Честнее всего было бы сказать правду: нет, не готов, и еще нескоро буду готов. А может быть, и никогда. И не лучше ли оставить все, как было, — у Белого бога и так довольно слуг, зачем ему Яго, хватит и Колена! Да разве место слуа в Небесном Воинстве? Да разве сможет полночный изгнанник вынести этот яркий, безжалостный свет? Но Яго скрипнул зубами и коротко кивнул. Колен с трудом приподнял миску и укрепил ее на треножнике перед алтарем.
— Чего ты хочешь от Церкви, Яго из Полуночи?
— Крещения, — прорычал король слуа.
Соленая вода ела глаза и жгла кожу. Белая рубаха, без вышивки, без серебряных браслетов не спасала от дикого холода, босые ноги заледенели, Часовня словно вымерзла изнутри, Яго бы не удивился, окажись, что по углам ее выступил иней. Колен протянул ему зажженную свечу:
— Прими свет Господен!
Яго протянул руку, стиснул свечку, словно это был ключ, отпирающий двери Полночи для его народа. Как знать, может, так и было…
Колен зачем-то полез в свою поясную сумку, дергая запутавшийся ремешок. «Что он там забыл, — отстраненно подумал Яго. — Чернилами, что ли, кропить меня собрался?» Колен вытащил из сумки небольшую, окованную медью бутылочку на цепочке. Яго видел ее сотни раз, но как-то не интересовался ее содержимым. В пузатой бутылке оказалось сладко пахнущее масло. Колен обмакнул палец в узкое горлышко — и начертал на лбу Яго круг, перечеркнутый крестом. Такие же знаки он положил на его руки и ноги. Яго прислушался к себе. Чего он ждал? Бешеного потока силы, взламывающего обычную жизнь, как половодье вечные льды? Не было.

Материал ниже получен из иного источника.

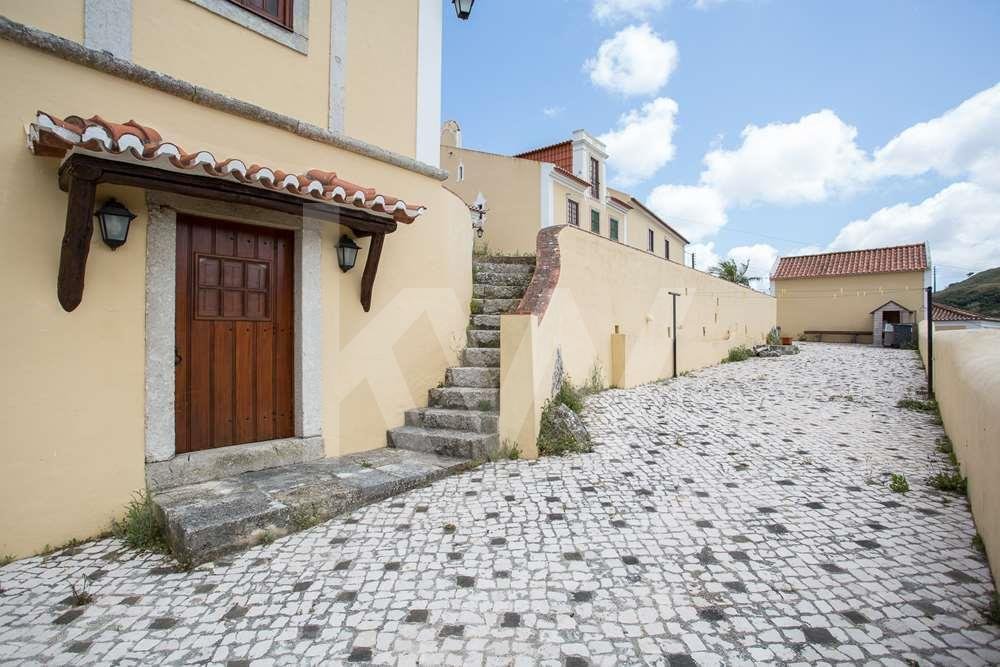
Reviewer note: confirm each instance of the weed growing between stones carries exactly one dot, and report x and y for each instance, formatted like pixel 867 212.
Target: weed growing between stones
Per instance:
pixel 140 528
pixel 79 597
pixel 918 405
pixel 898 484
pixel 738 353
pixel 949 481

Молитвы он давно выучил наизусть, повторяя их за Коленом, он все пытался понять, что же изменилось в нем, короле слуа, теперь, когда на него легла неизгладимая печать крещения. По ходу, ничего особенного. Ну разве теперь среди серебряных амулетов будет небольшой диск, осененный двумя взмахами пересеченных линий. И теперь он сможет причащаться вместе с Коленом, и не чувствовать себя гостем в Часовне. Теперь это его Бог, а не только Бог Колена. Колен аккуратно взял из рук Яго высокую свечу и, капнув белым воском в углубление, укрепил её в последней розе. Три другие свечи горели ровно, бездымным неярким пламенем.
— Пойдем, — шепнул Колен, привстал на цыпочки и неловко обнял его. — Пусть горит перед алтарем первая крестильная свеча в Полночи — твоя свеча, Яго. Пойдем, брат мой во Господе!